For brands and communicators in Southeast Asia, telemedicine represents a profound shakeup of healthcare infrastructure. From a shift in patient contact points to a major rethinking of supply chains to a new dimension of brand experience, telemedicine will irrevocably change how businesses think about branded communications.

For professionals outside of the region, markets like Singapore, Indonesia and Malaysia will provide substantial insights into telemedicine before it takes a firmer hold in other markets around the world – with Southeast Asia providing a valuable glimpse of the practical realities of one of the key futures of global healthcare.  

Robotics & Japan – The Future of Aged Care?

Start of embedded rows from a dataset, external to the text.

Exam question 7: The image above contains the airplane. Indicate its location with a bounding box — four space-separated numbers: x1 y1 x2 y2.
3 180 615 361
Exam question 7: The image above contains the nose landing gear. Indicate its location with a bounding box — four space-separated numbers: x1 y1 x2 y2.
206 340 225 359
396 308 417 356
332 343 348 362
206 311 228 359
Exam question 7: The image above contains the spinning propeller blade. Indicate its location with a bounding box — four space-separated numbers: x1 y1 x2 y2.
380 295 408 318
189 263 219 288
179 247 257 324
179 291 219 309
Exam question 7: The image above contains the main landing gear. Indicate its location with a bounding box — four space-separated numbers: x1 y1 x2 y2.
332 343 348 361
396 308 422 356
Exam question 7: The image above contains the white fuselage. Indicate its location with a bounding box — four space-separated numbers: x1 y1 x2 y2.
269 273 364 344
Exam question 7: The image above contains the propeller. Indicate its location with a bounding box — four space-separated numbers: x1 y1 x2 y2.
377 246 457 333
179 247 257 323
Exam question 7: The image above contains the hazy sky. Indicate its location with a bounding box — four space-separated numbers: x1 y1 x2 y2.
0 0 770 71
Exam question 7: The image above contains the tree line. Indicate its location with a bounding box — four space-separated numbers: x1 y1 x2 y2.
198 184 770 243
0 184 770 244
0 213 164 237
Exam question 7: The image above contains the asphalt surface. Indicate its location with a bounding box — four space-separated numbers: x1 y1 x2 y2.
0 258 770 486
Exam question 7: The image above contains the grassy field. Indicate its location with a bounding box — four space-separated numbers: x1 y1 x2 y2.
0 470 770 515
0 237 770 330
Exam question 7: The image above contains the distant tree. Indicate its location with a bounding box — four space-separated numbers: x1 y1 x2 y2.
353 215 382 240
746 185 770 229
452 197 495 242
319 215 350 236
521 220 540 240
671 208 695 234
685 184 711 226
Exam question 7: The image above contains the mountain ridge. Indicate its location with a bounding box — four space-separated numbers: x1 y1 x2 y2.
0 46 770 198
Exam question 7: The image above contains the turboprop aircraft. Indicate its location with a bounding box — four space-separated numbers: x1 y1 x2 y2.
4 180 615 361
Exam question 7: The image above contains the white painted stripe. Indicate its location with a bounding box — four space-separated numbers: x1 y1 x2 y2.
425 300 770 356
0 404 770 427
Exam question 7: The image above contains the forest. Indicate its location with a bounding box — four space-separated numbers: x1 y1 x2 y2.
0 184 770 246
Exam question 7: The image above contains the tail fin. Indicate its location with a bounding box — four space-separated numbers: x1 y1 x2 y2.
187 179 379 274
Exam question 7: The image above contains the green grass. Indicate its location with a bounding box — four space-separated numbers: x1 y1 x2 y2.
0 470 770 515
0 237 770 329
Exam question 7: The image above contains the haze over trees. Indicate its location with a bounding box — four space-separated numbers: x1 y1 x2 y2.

By 2025, it’s expected Japan’s aged care sector will be operating with 375,000 fewer workers than required. In 2018, it was estimated Singapore would need 30,000 extra healthcare staff by 2020 to continue caring for its aging population. And, earlier this year, a Royal Commission into Aged Care found more than half of Australian pensioners were living in understaffed retirement homes.

As previously covered by Trends in Two Minutes, the Asia Pacific region is on the cusp of a monumental demographic shift around aged populations. By 2030, the Asia Pacific region as a whole is predicted to have become home to roughly two-thirds of the world’s total aged population. In Japan, in particular, more than 1 in 5 citizens are already believed to be over the age of 70.

Given the market’s position at the forefront of the demographic shift (Japan is currently believed to have the oldest average population in the world), it’s perhaps unsurprising that some of the key innovations around navigating the shift are also emerging from Japan – particularly around the areas of personnel shortages. As the shift progresses, Japan’s elderly are increasingly relying upon robotics and technology for care.

The applications so far have been varied. In some nursing homes, robots adopt the role of carers in leading exercise sessions or playing games with residents. Elsewhere, robotics have been used to develop new cybernetic augmentations not just for the elderly but for their carers. One robotic device, for example, provides additional strength support for carers so as to more easily allow them to lift their charges when necessary.

It’s a powerful insight into the future of aged care not just throughout Asia – but across the world. The explosion in aged population and concomitant shortages in healthcare personnel is anticipated to affect nearly every market worldwide. Through Japan’s current innovations, brands and communicators have the opportunity to understand how to navigate the pending shift and the attitudes around robotic healthcare solutions.